Anti-Cancer Agents in Medicinal Chemistry, 1(3): 293-300.

Author(s): Hari Babu Mereyala and Maju Joe.

Affiliation: Organic Chemistry Division III, Fine Chemical Laboratory, Indian Institute of Chemical Technology, Hyderabad 500 007, India.


Many studies that have been conducted to establish the cytotoxic potency of styryl lactones for several tumor cell lines is described. Extensive examination of the activity of more than 50 cytotoxic styryl lactones isolated/synthesized belonging to the genus goniothalamus representing future generation of antitumor drugs is described for the first time at the molecular level.
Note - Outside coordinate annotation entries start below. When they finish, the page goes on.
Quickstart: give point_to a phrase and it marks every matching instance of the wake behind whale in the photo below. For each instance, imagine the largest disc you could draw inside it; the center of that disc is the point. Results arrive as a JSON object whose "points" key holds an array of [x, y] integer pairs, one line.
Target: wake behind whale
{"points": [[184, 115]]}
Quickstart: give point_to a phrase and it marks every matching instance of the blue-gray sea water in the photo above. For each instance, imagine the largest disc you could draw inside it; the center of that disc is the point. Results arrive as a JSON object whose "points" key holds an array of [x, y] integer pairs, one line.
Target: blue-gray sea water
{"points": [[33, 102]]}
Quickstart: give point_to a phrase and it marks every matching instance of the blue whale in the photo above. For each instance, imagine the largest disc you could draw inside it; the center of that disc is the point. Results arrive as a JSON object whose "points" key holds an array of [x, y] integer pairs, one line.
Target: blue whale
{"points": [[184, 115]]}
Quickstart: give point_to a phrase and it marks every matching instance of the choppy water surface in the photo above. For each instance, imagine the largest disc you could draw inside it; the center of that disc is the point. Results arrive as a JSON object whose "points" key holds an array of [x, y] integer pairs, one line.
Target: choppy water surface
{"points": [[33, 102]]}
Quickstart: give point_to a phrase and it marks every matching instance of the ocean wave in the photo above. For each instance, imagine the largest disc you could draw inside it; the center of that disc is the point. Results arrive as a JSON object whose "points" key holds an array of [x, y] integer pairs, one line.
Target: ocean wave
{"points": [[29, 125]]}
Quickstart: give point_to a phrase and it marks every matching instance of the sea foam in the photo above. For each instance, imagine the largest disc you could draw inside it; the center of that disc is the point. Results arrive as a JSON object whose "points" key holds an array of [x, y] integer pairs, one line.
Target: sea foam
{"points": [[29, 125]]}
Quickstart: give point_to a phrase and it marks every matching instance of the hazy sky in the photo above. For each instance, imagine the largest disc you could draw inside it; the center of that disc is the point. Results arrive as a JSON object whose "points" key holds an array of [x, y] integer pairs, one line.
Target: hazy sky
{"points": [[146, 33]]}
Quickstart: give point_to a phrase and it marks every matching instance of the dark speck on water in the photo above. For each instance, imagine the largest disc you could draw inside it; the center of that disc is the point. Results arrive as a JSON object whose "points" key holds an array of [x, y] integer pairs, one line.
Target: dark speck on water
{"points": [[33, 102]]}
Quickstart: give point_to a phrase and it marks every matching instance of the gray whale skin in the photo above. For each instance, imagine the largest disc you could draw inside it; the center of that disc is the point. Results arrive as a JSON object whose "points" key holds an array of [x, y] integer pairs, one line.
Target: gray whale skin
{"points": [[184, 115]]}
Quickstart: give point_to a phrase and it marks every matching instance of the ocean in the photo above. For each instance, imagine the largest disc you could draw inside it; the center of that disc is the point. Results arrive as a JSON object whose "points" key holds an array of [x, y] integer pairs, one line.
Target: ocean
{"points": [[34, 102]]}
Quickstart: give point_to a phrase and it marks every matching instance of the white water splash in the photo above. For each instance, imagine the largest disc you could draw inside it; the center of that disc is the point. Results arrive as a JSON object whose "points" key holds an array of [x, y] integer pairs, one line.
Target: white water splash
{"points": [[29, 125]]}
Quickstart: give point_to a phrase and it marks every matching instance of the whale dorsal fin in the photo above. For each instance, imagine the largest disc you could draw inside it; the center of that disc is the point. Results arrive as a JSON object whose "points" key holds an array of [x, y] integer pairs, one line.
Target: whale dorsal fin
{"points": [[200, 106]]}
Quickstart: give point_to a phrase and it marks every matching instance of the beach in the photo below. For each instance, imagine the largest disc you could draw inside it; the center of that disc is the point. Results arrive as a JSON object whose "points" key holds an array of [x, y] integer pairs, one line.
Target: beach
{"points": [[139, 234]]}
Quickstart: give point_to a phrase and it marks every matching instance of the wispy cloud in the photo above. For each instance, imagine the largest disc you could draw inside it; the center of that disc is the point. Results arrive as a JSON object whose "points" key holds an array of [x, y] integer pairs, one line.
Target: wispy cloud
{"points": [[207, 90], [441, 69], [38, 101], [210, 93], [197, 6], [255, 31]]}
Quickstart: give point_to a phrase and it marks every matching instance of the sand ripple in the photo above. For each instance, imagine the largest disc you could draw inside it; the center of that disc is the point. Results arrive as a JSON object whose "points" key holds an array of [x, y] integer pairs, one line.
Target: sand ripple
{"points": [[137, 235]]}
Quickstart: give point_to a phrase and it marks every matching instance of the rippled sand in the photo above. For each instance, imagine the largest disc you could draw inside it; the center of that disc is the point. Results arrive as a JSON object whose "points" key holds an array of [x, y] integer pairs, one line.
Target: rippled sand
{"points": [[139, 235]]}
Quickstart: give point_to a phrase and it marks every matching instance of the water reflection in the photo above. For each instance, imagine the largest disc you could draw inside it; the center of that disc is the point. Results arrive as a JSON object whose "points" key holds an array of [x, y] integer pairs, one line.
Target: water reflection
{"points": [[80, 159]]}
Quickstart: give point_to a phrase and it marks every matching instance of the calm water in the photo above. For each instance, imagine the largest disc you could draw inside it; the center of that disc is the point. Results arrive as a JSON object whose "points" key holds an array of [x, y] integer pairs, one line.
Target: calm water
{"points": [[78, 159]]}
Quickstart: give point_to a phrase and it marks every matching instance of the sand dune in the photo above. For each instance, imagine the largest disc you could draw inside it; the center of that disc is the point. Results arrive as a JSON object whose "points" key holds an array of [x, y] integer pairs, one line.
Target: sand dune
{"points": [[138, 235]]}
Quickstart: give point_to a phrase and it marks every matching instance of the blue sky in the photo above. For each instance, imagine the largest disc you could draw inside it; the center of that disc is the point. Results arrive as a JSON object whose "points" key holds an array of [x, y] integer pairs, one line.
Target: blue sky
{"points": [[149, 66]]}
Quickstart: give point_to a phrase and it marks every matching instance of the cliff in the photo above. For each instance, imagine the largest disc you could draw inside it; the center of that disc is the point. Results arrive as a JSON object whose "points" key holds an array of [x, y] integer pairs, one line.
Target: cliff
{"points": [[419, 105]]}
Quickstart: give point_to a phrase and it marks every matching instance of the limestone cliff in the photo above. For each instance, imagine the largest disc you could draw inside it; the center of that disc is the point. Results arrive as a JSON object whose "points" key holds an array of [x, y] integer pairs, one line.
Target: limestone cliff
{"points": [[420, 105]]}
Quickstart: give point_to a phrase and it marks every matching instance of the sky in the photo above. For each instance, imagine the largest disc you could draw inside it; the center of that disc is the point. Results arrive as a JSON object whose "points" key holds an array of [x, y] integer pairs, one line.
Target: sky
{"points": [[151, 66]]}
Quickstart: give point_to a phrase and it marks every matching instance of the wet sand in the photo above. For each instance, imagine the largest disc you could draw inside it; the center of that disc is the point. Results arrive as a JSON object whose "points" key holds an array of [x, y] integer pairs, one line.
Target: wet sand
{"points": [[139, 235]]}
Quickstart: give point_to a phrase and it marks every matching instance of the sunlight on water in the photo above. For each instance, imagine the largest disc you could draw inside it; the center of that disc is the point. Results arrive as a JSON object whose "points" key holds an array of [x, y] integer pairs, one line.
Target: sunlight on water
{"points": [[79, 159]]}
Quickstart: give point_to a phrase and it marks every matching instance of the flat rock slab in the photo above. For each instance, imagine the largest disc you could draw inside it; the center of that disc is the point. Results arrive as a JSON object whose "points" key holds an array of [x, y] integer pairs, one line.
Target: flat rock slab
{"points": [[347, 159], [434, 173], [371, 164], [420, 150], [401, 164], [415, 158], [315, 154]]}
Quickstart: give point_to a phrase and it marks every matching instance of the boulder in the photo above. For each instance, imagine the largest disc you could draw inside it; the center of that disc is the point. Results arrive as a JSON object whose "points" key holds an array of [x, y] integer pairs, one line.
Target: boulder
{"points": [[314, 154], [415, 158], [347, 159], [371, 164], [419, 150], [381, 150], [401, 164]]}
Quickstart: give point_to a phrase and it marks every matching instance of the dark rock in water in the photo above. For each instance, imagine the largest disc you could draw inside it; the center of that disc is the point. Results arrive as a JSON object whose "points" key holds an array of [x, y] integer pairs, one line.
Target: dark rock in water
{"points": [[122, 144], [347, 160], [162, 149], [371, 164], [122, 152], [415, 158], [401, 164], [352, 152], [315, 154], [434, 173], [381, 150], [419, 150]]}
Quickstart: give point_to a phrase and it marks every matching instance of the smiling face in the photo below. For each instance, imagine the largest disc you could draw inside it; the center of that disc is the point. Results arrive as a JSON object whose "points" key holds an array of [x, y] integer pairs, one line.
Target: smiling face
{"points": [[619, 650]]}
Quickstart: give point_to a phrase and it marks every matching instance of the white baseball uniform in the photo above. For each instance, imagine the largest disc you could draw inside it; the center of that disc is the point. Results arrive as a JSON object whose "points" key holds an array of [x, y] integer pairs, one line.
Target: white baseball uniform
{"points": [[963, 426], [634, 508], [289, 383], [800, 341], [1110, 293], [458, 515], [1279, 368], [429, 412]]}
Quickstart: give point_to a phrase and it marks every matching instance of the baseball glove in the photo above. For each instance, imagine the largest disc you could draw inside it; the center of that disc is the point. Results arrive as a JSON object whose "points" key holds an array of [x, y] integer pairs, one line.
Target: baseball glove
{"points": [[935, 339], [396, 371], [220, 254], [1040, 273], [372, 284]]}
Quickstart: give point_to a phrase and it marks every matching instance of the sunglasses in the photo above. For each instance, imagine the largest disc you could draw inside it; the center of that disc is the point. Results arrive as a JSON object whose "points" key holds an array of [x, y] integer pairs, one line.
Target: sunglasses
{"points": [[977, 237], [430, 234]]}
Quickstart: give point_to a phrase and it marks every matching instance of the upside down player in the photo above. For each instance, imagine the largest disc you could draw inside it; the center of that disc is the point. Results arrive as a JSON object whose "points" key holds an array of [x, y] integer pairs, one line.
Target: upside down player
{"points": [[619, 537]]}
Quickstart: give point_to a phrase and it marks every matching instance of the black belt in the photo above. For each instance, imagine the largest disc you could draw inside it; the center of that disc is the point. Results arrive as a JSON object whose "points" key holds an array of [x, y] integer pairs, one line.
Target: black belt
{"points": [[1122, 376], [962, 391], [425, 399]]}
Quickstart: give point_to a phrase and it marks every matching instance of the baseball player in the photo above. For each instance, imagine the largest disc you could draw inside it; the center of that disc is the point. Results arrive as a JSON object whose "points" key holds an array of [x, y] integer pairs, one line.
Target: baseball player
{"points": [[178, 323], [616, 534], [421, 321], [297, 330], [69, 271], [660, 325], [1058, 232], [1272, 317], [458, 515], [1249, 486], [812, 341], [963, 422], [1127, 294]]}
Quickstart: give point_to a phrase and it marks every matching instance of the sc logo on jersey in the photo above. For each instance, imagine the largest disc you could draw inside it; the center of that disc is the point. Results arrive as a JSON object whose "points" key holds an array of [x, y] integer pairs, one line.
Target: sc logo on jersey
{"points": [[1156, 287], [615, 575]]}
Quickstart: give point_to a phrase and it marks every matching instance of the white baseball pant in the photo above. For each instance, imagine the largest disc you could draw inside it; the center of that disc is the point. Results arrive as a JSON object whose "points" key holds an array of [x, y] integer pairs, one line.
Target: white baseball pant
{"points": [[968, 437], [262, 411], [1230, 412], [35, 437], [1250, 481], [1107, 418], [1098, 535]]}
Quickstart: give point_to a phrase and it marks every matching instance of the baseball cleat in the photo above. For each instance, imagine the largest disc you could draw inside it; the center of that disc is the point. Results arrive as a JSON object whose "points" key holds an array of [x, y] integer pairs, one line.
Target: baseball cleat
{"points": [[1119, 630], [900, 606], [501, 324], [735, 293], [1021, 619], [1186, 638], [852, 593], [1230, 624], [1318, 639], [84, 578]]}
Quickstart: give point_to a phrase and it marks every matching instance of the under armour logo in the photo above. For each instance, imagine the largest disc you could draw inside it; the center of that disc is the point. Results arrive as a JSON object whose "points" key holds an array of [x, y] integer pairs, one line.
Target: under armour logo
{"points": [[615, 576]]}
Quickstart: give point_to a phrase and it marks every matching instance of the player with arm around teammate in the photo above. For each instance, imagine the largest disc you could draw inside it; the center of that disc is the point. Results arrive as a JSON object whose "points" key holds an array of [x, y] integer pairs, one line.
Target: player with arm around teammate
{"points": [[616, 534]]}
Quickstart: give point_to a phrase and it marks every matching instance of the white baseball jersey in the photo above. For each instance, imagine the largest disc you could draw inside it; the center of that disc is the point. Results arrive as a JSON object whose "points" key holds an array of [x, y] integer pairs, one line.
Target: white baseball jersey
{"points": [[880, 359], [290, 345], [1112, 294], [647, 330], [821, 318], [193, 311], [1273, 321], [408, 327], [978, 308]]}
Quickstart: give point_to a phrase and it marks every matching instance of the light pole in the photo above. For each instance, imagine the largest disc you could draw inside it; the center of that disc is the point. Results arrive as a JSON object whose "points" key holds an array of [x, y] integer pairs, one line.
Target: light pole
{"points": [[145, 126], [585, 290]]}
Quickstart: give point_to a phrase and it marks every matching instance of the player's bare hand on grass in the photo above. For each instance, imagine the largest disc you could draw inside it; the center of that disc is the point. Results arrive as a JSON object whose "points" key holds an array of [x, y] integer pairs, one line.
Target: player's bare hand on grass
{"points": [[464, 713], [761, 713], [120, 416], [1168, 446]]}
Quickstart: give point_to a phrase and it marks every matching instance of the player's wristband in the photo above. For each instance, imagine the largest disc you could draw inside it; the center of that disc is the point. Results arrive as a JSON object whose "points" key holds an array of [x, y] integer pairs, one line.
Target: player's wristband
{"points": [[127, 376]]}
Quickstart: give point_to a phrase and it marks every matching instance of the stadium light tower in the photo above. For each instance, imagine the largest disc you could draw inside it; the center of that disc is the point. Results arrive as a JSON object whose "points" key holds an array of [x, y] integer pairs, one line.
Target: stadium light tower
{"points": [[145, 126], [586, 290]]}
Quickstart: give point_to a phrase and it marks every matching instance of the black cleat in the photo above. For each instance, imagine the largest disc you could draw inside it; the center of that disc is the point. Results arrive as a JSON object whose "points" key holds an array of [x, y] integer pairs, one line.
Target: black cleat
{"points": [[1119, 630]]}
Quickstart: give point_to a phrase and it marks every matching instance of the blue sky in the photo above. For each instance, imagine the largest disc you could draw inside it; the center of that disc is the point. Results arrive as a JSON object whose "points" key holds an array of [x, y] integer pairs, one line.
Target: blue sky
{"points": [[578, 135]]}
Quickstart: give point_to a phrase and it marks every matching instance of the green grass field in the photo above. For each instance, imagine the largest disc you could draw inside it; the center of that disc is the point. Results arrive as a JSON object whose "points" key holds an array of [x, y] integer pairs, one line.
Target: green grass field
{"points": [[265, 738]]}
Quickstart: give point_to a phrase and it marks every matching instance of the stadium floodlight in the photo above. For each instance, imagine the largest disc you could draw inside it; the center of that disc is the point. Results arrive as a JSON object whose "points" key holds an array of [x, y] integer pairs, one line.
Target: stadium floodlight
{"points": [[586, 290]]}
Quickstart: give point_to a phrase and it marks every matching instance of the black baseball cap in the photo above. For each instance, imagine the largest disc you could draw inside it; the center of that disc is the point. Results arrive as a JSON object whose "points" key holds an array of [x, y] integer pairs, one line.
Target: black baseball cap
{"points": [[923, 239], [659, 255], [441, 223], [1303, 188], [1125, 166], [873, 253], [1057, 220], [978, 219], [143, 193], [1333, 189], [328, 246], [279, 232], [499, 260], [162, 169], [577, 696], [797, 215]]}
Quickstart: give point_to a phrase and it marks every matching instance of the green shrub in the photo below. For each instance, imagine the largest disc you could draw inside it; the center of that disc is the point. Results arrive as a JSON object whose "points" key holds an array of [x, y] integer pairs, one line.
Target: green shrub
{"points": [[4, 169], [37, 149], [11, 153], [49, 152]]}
Goniopypyrone (39) is the most cytotoxic compound followed by altholactone (+)-1 (10-5 to 10-7 molar for IC50). Enantiomer (-)-1 and three stereocongeners 2-4 did not exhibit any significant increase in cytotoxicity. Cytotoxicity of semisynthetically derived products 5-11 is discussed recognising 11-nitro altho-lactone (+)-5 as a promising lead compound. Eight membered styryl lactones 12a - 12e are substrates with important cytotoxicity explained by the inhibition of the mammalian mitochondrial respiratory chain complex I. Among C7-C8 functionalised styryl lactones gonio diol (25) is the most active being selectively cytotoxic against A549 tumour cells. Goniofufurone (42) and several of its derivatives including one carbon homologues 43-50 were reported to be inactive.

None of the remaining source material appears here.